Wenn wir nicht aufs neue geboren werden, wenn wir das Leben nicht wieder mit der Unschuld und der Begeisterung der Kindheit betrachten können, hat das Leben keinen Sinn mehr.

Es gibt viele Arten, sich selbst zu töten. Diejenigen, die versuchen, ihren Körper zu töten, übertreten Gottes Gesetz.

Diejenigen, die versuchen, ihre Seele zu töten, übertreten auch Gottes Gesetz, obwohl dieses Verbrechen für das menschliche Auge weniger sichtbar ist. Wir sollten auf das hören, was das Kind sagt, das wir in unserer Brust tragen. Wir sollten uns seiner nicht schämen. Wir sollten nicht zulassen, daß es sich fürchtet, weil es allein ist und wir ihm fast nie zuhören.
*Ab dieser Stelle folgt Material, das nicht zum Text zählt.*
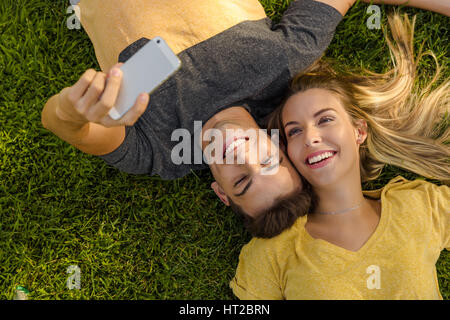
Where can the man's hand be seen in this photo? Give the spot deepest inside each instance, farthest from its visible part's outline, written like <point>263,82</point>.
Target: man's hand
<point>91,98</point>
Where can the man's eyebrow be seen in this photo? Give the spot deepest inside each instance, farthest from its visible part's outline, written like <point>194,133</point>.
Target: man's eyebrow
<point>315,115</point>
<point>245,189</point>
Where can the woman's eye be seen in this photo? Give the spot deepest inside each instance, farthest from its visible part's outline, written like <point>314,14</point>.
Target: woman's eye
<point>325,119</point>
<point>293,131</point>
<point>240,180</point>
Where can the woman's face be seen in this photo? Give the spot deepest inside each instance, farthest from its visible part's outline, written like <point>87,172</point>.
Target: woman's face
<point>322,142</point>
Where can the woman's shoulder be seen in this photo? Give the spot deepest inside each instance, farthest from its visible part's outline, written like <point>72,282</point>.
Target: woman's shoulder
<point>415,198</point>
<point>400,186</point>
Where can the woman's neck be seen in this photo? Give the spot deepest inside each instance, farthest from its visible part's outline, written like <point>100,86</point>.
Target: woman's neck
<point>340,202</point>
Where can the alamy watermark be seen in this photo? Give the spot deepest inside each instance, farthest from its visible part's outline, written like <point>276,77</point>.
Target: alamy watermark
<point>230,146</point>
<point>374,21</point>
<point>74,20</point>
<point>74,279</point>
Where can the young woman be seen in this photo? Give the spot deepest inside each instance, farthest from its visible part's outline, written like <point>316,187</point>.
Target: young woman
<point>340,130</point>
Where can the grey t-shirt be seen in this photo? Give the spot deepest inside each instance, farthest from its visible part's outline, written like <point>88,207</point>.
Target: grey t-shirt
<point>250,65</point>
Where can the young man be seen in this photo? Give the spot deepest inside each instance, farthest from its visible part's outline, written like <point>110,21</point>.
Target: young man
<point>236,64</point>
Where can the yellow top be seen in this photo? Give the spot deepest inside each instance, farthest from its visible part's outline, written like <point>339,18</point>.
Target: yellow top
<point>397,262</point>
<point>112,25</point>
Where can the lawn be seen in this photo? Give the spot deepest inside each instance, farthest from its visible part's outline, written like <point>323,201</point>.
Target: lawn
<point>132,237</point>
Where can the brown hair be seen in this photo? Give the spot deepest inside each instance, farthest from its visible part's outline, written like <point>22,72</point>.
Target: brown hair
<point>407,127</point>
<point>281,216</point>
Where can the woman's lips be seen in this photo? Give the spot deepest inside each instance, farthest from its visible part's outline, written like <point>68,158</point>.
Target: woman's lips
<point>321,163</point>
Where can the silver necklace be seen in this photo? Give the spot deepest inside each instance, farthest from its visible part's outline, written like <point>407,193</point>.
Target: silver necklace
<point>340,211</point>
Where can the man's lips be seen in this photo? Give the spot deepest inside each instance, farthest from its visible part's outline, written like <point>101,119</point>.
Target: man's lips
<point>230,141</point>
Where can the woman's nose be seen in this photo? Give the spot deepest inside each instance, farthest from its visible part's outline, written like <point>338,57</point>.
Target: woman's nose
<point>312,136</point>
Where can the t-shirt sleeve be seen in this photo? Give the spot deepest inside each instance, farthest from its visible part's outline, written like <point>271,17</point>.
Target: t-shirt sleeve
<point>134,155</point>
<point>306,30</point>
<point>440,205</point>
<point>255,277</point>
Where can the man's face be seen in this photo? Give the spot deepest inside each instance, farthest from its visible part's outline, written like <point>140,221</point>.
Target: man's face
<point>255,171</point>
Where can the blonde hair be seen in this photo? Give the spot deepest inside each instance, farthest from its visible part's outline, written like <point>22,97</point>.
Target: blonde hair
<point>407,127</point>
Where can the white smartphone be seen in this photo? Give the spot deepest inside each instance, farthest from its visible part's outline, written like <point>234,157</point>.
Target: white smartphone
<point>145,71</point>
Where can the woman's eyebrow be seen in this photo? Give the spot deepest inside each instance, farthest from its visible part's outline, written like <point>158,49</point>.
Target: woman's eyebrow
<point>315,115</point>
<point>322,111</point>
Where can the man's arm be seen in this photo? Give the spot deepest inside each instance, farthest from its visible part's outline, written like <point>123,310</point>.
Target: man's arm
<point>439,6</point>
<point>340,5</point>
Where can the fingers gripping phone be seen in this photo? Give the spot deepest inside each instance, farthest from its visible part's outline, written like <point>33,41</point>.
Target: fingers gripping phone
<point>145,71</point>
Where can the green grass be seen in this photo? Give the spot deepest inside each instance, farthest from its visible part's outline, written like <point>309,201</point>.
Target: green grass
<point>133,237</point>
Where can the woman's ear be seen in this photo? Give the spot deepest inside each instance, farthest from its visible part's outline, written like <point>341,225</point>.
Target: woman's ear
<point>220,193</point>
<point>360,131</point>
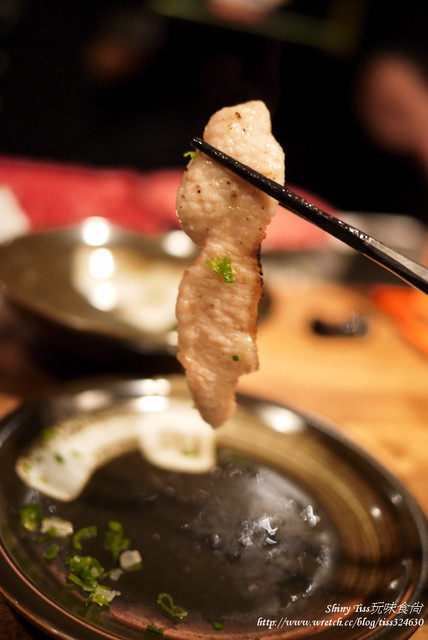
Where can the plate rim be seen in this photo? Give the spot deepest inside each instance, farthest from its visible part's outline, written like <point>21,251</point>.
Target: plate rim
<point>15,420</point>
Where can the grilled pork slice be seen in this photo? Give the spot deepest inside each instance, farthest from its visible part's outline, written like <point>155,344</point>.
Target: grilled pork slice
<point>219,295</point>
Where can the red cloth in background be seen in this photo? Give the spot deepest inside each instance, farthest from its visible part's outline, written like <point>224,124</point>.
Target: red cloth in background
<point>54,195</point>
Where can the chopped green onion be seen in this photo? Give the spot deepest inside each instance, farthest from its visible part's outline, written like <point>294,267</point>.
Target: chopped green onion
<point>223,267</point>
<point>218,626</point>
<point>192,154</point>
<point>84,571</point>
<point>30,516</point>
<point>165,601</point>
<point>153,629</point>
<point>114,539</point>
<point>86,532</point>
<point>51,552</point>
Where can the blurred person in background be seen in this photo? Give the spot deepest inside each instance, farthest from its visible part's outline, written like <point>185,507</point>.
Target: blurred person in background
<point>114,83</point>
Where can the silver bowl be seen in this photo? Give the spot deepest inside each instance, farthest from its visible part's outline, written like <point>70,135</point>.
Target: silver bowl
<point>95,297</point>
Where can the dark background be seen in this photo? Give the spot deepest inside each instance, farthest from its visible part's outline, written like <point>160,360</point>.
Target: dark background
<point>59,103</point>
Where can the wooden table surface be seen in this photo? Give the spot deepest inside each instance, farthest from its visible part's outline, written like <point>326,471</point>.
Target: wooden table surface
<point>374,388</point>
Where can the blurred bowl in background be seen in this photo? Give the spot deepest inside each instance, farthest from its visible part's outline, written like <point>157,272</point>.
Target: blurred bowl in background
<point>94,297</point>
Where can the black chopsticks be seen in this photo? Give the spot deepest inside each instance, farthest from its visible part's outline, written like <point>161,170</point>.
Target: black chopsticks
<point>408,270</point>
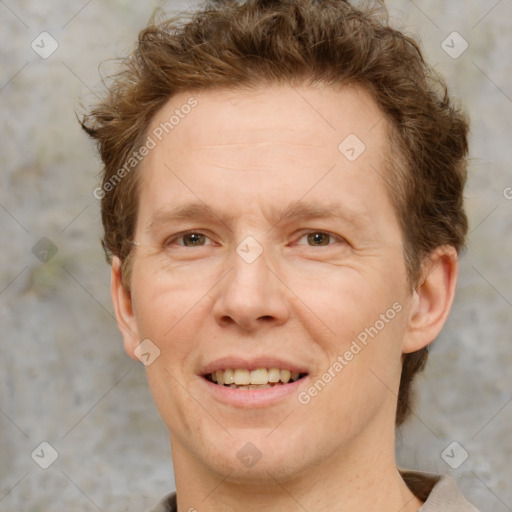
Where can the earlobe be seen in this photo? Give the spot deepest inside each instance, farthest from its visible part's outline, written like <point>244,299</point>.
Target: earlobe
<point>122,302</point>
<point>432,299</point>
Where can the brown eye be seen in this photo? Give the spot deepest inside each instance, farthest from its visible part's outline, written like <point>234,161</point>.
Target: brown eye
<point>193,239</point>
<point>318,238</point>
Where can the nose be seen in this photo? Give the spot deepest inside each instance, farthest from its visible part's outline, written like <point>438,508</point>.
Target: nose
<point>251,296</point>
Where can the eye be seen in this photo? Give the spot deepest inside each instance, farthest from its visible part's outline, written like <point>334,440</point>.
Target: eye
<point>319,238</point>
<point>187,239</point>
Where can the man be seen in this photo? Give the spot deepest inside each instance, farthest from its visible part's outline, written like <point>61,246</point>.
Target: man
<point>282,204</point>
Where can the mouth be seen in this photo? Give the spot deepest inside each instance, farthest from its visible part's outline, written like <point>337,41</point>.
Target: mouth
<point>259,378</point>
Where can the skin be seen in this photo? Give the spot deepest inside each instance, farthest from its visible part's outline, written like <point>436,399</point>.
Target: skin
<point>247,156</point>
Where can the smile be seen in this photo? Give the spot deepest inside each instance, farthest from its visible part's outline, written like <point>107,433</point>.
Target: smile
<point>260,378</point>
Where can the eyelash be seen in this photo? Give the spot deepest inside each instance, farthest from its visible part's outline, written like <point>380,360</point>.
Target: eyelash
<point>181,235</point>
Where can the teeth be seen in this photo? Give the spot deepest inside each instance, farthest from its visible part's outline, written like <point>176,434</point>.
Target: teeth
<point>229,376</point>
<point>242,376</point>
<point>274,375</point>
<point>260,378</point>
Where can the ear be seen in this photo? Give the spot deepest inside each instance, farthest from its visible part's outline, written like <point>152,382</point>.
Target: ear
<point>432,299</point>
<point>122,301</point>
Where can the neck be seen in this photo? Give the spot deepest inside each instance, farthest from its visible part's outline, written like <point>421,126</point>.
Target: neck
<point>354,480</point>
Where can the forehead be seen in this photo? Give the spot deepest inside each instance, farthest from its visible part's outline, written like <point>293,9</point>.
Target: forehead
<point>236,147</point>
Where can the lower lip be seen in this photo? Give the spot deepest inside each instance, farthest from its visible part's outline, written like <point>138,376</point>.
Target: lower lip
<point>247,398</point>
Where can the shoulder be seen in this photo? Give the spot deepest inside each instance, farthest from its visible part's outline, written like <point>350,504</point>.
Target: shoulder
<point>439,493</point>
<point>168,504</point>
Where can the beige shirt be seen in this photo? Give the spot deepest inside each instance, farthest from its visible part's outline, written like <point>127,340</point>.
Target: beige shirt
<point>439,494</point>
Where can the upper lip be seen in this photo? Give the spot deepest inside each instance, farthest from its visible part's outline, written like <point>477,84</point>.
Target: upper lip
<point>235,362</point>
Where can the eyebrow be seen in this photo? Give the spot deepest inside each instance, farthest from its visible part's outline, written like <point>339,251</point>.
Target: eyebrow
<point>295,211</point>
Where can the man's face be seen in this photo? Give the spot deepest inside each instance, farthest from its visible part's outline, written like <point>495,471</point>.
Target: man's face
<point>251,287</point>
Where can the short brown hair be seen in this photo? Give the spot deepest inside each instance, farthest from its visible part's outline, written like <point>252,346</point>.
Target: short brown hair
<point>248,44</point>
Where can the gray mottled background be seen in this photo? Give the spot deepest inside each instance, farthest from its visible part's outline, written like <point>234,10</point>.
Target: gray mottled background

Wir sollten ihm die Zügel unseres Daseins überlassen. Wir sollten ihm Vergnügen bereiten – auch wenn dies bedeutet, daß wir anders handeln, als wir es gewohnt sind, auch wenn es in den Augen der anderen dumm erscheinen mag.

Vergeßt nicht, daß die Weisheit des Menschen vor Gott Torheit ist. Wenn wir auf das Kind hören, das wir in der Seele tragen, werden unsere Augen wieder leuchten. Wenn wir den Kontakt zu diesem Kind nicht verlieren, verlieren wir auch nicht den Kontakt zum Leben.

Die Farben um mich herum wurden intensiver; ich merkte, daß ich lauter sprach und das Glas heftiger wieder auf den Tisch stellte.

Ein gutes Dutzend war direkt nach dem Vortrag mit zum Abendessen gegangen. Alle redeten durcheinander, und ich lächelte – lächelte, weil diese Nacht anders war als die anderen. Es war die erste Nacht seit vielen Jahren, die ich nicht geplant hatte.

Es war wunderbar!

Als ich beschlossen hatte, nach Madrid zu fahren, hatte ich meine Gefühle und mein Handeln unter Kontrolle. Plötzlich war alles anders. Ich befand mich in einer Stadt, in der ich nie gewesen war, obwohl sie keine drei Stunden von meiner Geburtsstadt entfernt lag. Ich saß an einem Tisch mit Leuten zusammen, die ich nicht kannte – und alle redeten mit mir, als kennten sie mich schon lange. Ich war überrascht über mich selbst, weil ich reden, trinken und mich mit ihnen amüsieren konnte.